On March 16, the Senate set the stage for opening the Alaska National Wildlife Refuge (ANWR) for oil exploration and drilling, after accepting the Bush administration’s proposed budget that relies on revenues from lease sales by 2007 from the contested region. The administration and others say that the oil there is necessary in a time of high oil prices and increased dependence on foreign oil imports, but environmentalists question the value of going into what they call the last pristine wilderness in the United States for an uncertain quantity of oil.

While the U.S. Geological Survey (USGS) plans to revise its economic valuation of oil from ANWR this spring, based on oil prices and new drilling technologies, more data would be necessary to update the current assessment, which stands between 6 and 16 billion barrels. “The biggest issue,” says David Houseknecht of USGS, is that data from the only well ever drilled in ANWR 20 years ago is proprietary and therefore unavailable, and the question remains as to what a modern 3-D seismic survey could find.
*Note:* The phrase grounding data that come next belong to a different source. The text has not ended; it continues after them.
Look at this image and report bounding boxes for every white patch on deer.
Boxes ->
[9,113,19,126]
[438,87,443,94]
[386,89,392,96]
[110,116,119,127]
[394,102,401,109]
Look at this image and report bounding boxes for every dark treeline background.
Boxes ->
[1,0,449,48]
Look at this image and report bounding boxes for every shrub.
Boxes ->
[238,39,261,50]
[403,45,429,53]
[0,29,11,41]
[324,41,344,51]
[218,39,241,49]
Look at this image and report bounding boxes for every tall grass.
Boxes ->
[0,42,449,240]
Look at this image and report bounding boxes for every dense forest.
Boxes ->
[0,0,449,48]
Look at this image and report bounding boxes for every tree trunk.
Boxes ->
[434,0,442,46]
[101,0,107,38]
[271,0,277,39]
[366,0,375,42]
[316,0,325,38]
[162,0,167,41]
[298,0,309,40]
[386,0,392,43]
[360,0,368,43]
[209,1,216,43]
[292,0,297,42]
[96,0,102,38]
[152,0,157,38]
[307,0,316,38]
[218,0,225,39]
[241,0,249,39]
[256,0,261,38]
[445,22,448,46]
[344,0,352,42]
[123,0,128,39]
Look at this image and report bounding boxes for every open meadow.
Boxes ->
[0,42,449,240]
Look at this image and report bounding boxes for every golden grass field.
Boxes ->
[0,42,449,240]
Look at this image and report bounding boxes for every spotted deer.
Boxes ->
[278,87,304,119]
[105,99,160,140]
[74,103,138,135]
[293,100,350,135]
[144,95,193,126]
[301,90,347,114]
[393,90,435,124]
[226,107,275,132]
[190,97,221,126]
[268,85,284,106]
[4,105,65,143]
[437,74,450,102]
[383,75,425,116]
“One of the wild cards right now,” Houseknecht says, “is what will happen to exploration as permafrost continues to deteriorate” in the entire North Slope. Permafrost is necessary for companies to build roads and other infrastructure for drilling, so its disappearance due to warming climate may actually increase pressure on ANWR, he says — which is smaller and more accessible than the nearby National Petroleum Reserve-Alaska, and therefore faster to explore.